History of MLTAF

How we became a resource to the community

Interest on Lawyers' Trust Accounts

The premise underlying IOLTA is ingenious and compelling— client trust funds which are nominal in amount and held for a short period can constitute an economic resource that can be used to generate income which would not otherwise exist. The revenue created can be used to fund a variety of law-related public service programs.

During the representation of a client, a lawyer may hold the client's money for a period of time. For example, a client may give the lawyer money for court costs or an insurance company may send a settlement check for a client drawn to a lawyer. Lawyers are ethically bound to hold all client money in separate accounts reflecting the fiduciary responsibility of a lawyer to his or her client.

Until the 1980s, client funds were held in non-interest bearing checking accounts. Since the funds were usually nominal in amount or held for a short term, lawyers routinely and appropriately commingled client funds in one account, as it would have been prohibitively expensive to open and maintain a separate account for each client.  The financial institutions were able to use the money until it was actually demanded from the account, so the "float" realized on these accounts benefited the financial institution. The question arose, "Can these accounts earn interest for beneficial purposes without violating ethical principles?"

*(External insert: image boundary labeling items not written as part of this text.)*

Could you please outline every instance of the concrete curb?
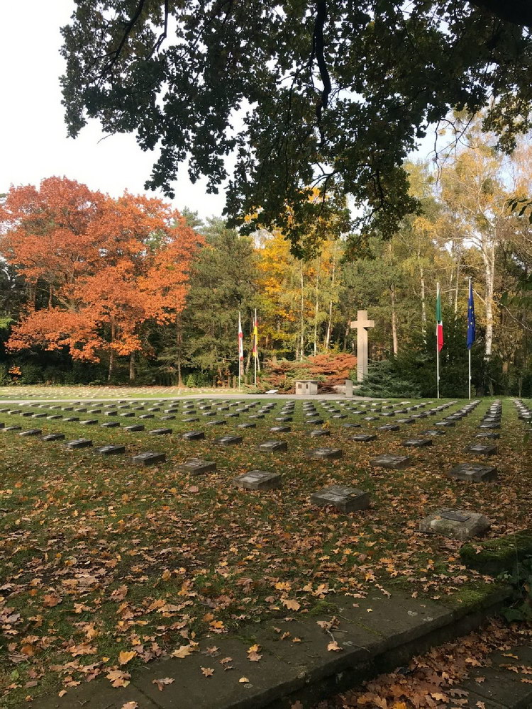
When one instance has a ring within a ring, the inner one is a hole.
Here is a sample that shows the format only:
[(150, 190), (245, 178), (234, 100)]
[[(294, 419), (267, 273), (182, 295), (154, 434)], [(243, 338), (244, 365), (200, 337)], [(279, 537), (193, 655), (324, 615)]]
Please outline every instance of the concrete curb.
[[(329, 615), (293, 613), (289, 618), (246, 626), (242, 630), (246, 637), (211, 636), (201, 642), (199, 652), (184, 659), (169, 658), (134, 670), (124, 689), (113, 689), (99, 679), (62, 698), (38, 698), (31, 705), (121, 709), (136, 701), (139, 709), (285, 709), (299, 700), (309, 706), (467, 634), (496, 613), (510, 595), (511, 589), (499, 588), (482, 603), (456, 610), (397, 592), (389, 598), (379, 592), (363, 600), (328, 596), (327, 603), (335, 606)], [(328, 650), (331, 634), (318, 625), (333, 615), (338, 624), (331, 632), (340, 652)], [(282, 640), (284, 633), (289, 635)], [(250, 661), (247, 654), (255, 644), (261, 647), (258, 662)], [(218, 646), (217, 657), (205, 653), (214, 645)], [(232, 659), (226, 663), (233, 668), (228, 671), (219, 661), (226, 657)], [(214, 669), (212, 676), (204, 676), (202, 667)], [(160, 691), (153, 681), (162, 677), (174, 681)], [(239, 682), (241, 677), (248, 681)]]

After five years of study in Florida, an IOLTA program was recommended that would allow attorneys to open interest-bearing trust accounts. That work culminated in the adoption of this country's first IOLTA program in 1978. The following February, the Conference of Chief Justices of the fifty states adopted a resolution endorsing the Florida program and recommending its initiation in other states.

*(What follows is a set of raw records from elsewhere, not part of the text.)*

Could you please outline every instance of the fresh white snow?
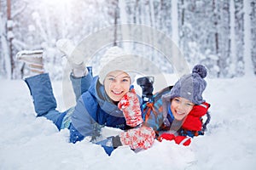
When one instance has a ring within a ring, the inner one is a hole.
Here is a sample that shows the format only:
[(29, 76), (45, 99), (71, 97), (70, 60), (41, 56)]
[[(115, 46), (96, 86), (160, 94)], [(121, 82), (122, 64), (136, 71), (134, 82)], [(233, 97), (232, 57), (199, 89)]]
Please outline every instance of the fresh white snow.
[[(204, 136), (188, 147), (155, 141), (147, 150), (124, 146), (108, 156), (86, 140), (68, 143), (68, 130), (36, 118), (22, 80), (0, 80), (0, 169), (254, 169), (255, 76), (207, 81), (212, 121)], [(54, 82), (53, 88), (63, 110), (61, 82)]]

In 1981, the Internal Revenue Service issued Revenue Ruling 81-209, which found that interest earned on client's nominal and short-term funds deposited in a lawyer's trust account is not included in the gross income of the client if it is paid over to a bar foundation, pursuant to a plan established by the state. The ruling cleared the way for IOLTA programs to become operational and, currently one exists in every state and the District of Columbia. 

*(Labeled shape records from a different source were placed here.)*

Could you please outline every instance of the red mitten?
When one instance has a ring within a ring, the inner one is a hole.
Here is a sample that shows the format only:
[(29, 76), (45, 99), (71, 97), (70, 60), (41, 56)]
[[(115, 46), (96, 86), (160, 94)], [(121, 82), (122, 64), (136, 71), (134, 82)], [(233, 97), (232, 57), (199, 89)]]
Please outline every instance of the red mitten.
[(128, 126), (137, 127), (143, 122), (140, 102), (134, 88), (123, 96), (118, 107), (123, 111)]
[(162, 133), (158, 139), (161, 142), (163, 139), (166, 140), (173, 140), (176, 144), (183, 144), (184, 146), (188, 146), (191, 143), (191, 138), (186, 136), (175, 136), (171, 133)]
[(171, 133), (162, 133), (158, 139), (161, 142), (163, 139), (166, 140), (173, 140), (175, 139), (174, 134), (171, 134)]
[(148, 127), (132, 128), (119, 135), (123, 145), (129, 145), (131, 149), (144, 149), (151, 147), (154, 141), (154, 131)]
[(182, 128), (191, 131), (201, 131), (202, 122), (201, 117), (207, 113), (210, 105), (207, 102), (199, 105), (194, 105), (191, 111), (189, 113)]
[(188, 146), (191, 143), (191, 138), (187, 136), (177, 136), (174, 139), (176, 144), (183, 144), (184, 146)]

Interest income is created, but nothing else is changed — the lawyer has satisfied the ethical and fiduciary duties to place client funds in a secure account, there is on-demand access to the client's money and the client realizes no income because each individual client's share of interest produced is offset by permissible charges and fees. A positive result, however, occurs — IOLTA earnings are made available to fund such worthy goals as providing representation to those unable to afford a lawyer and/or improving the administration of justice.  

The Missouri Experience

In 1982, the President of The Missouri Bar appointed a Special Task Force on Interest on Lawyers' Trust Accounts. That group, headed by Kansas City attorney Stanley P. Weiner, worked with The Bar and local bar associations to recommend the Supreme Court of Missouri establish a Missouri program. The Court amended Disciplinary Rule 9-102 of the Code of Professional responsibility in October of 1984, making Missouri the 30th state in the nation to adopt such a program. The Missouri Lawyer Trust Account Foundation, the entity responsible to implement and administer Missouri's IOLTA program, was created by the same Court Order.

In 1990, the Supreme Court of Missouri amended Rule 4-1.15 to convert Missouri’s IOLTA from a voluntary to an opt-out program. Then in 2007, the Court further amended Rule 4-1.15 to require financial institutions participating in the IOLTA program to pay interest rates on IOLTA accounts comparable to those paid to non-IOLTA customers and to require comprehensive participation by lawyers.  Revenues generated by the program are then distributed to grantees by the Foundation's 13 member Board of Directors.  In recent years, funds were distributed to Missouri legal services programs, bar association-sponsored pro bono programs, alternative dispute resolution programs, victim services, court appointed special advocates, school-based mock trial programs and other law related education projects.